A bigger problem, however, remains: The unbothered attitude that local politicians have about cavorting with disgraced councilmembers. Before Henon resigned from City Council, most other councilmembers didn’t mind keeping him around. Nor did Mayor Kenney.
The mayor’s statement after Henon’s resignation was like he wanted to say the right things without upsetting Henon. “As I’ve said before, I’ve always believed that Councilmember Henon would do what he feels is right for his constituents, for the people of Philadelphia, and for the entire city,” Kenney said. “While he must now face the consequences of his past decisions, it is important to evaluate the entirety of a person’s contributions to public service throughout their whole career.”

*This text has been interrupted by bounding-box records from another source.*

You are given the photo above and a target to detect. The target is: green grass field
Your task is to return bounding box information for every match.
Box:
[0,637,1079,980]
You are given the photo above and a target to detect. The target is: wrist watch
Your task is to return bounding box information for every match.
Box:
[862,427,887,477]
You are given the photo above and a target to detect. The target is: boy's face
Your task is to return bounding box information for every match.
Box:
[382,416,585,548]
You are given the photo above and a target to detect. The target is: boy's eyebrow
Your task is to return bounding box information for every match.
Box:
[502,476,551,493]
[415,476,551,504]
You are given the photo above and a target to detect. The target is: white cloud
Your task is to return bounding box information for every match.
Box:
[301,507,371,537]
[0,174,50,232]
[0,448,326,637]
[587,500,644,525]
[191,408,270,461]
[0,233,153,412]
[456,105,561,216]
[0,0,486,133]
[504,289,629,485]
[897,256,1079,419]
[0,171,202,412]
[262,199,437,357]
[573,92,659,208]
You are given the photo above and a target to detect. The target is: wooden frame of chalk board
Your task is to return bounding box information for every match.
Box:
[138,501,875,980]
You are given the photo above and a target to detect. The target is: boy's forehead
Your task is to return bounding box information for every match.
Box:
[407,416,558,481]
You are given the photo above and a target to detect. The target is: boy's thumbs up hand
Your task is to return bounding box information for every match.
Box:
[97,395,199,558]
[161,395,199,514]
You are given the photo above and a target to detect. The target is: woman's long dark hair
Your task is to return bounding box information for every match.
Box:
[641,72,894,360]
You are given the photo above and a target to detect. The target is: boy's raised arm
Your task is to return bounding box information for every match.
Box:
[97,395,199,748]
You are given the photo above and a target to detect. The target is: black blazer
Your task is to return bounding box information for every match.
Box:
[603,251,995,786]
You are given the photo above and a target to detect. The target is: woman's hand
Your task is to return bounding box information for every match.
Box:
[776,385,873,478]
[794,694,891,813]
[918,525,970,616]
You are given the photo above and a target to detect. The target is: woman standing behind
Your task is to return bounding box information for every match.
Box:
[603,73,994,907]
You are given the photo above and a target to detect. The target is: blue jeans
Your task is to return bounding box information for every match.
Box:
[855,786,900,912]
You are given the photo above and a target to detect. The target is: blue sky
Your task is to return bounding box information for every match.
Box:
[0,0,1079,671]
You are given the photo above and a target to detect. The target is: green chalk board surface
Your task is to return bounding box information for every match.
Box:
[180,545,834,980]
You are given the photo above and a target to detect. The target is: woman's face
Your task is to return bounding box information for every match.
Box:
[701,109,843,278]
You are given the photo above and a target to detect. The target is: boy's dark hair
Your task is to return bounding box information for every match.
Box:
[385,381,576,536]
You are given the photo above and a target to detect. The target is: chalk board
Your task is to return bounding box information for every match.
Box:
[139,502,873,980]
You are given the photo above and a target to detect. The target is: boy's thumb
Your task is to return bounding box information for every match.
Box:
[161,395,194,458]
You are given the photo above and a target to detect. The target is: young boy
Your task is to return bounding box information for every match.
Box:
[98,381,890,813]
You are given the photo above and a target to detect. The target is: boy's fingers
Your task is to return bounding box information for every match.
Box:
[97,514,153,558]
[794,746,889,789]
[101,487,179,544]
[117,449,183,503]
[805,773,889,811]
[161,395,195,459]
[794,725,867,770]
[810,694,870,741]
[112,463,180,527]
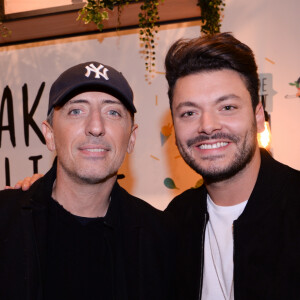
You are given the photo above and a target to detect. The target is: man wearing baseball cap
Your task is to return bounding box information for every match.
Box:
[0,62,172,300]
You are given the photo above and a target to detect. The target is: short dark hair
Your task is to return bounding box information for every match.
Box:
[165,33,259,110]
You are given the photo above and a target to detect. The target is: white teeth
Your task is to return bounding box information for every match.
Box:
[199,142,228,149]
[86,149,105,152]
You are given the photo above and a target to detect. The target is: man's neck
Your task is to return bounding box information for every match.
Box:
[52,170,116,218]
[205,148,261,206]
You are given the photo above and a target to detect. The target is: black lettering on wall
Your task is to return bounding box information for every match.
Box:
[0,86,16,148]
[29,155,43,174]
[22,82,46,146]
[5,157,10,186]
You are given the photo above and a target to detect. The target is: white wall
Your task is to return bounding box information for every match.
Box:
[0,0,300,209]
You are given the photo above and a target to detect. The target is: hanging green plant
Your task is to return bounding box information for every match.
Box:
[77,0,164,73]
[139,0,164,73]
[197,0,225,34]
[0,8,11,38]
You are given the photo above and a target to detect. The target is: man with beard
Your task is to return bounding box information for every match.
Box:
[165,33,300,300]
[0,62,174,300]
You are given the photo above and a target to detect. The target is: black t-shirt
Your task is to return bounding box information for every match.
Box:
[44,199,114,300]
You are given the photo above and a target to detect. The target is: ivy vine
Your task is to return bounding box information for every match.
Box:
[0,4,11,38]
[77,0,164,73]
[197,0,225,34]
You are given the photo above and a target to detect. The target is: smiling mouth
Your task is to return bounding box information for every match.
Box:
[84,148,107,152]
[198,142,229,150]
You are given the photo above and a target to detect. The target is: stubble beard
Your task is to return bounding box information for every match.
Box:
[176,122,257,183]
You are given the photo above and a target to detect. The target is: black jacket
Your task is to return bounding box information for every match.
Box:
[167,150,300,300]
[0,166,174,300]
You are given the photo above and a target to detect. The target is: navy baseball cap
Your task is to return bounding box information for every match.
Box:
[47,61,136,115]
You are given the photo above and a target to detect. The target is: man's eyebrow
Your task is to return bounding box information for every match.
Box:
[175,101,198,110]
[66,99,88,105]
[103,99,124,106]
[215,94,241,103]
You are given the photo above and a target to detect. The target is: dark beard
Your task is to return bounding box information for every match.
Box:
[176,124,257,184]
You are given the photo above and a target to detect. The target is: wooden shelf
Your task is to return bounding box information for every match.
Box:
[0,0,200,46]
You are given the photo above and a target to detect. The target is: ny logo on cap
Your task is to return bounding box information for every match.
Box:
[85,64,109,80]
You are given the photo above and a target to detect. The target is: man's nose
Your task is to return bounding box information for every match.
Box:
[86,111,105,136]
[198,111,222,134]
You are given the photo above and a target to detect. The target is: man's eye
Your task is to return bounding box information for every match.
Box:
[69,108,81,115]
[223,105,235,110]
[108,110,120,116]
[181,111,195,118]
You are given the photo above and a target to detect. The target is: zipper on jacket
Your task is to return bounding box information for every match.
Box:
[198,212,208,300]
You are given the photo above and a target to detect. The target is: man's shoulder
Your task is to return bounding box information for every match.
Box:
[114,184,162,215]
[166,185,207,212]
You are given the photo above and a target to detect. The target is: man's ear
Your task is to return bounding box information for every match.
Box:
[42,121,55,151]
[255,102,265,133]
[127,124,138,153]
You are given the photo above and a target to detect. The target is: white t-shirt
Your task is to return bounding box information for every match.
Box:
[201,195,248,300]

Contra Kenney, a federally convicted politician does not deserve the privilege of doing “what he feels is right” for the city of Philadelphia. What utter nonsense. Henon should’ve been thrown out of City Council the day after his conviction. That he’s been able to stay on Council reminds us that the status quo in local politics sees the public as a nuisance to be tolerated rather than a citizenry to be respected.
Let’s not single out Kenney, though. That would be rude. Other elected officials haven’t been shy about joining the convicted Henon in public, though they aren’t enthusiastic about defending it.

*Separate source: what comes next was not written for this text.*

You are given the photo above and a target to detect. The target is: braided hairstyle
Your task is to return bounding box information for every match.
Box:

Councilmember Katherine Gilmore Richardson, for example, sent a media advisory that she joined local union representatives on January 19 to announce her second annual Apprenticeship Guidebook, which gives information to workers interested in the skilled trades. A handful of unions were there, along with State Representative Joe Hohenstein, Council President Darrell Clarke—and Bobby Henon. Never miss a photo op, one supposes.
It doesn’t seem exactly appropriate, though, for city and state officials to share a stage with Henon. It doesn’t express much of a concern for local corruption. Nor does it show wise governance. How, inquiring minds might wonder, do Richardson, Clarke, and Hohenstein justify appearing with Henon? Did they raise any concerns about Henon being there?
That’s hard to say. Not because no one asked, but because Richardson, Clarke, and Hohenstein all declined to respond to an inquiry from Philadelphia Weekly. The public doesn’t deserve a response, and probably shouldn’t ask such impolite questions.
So let this be a lesson, and one to bear in mind as Councilman Kenyatta Johnson’s federal trial starts next month. A not-so-powerless contingent in City Hall isn’t bothered by federal convictions. They are content to continue as they see fit. Don’t expect a push for clean governance. Don’t expect transformative action on the murder crisis, carjackings, or the indignities of petty crime. Don’t expect much of an effort to expand housing if it means losing a few parking spaces. City Hall has its priorities. And it’s not terribly concerned if you don’t like it.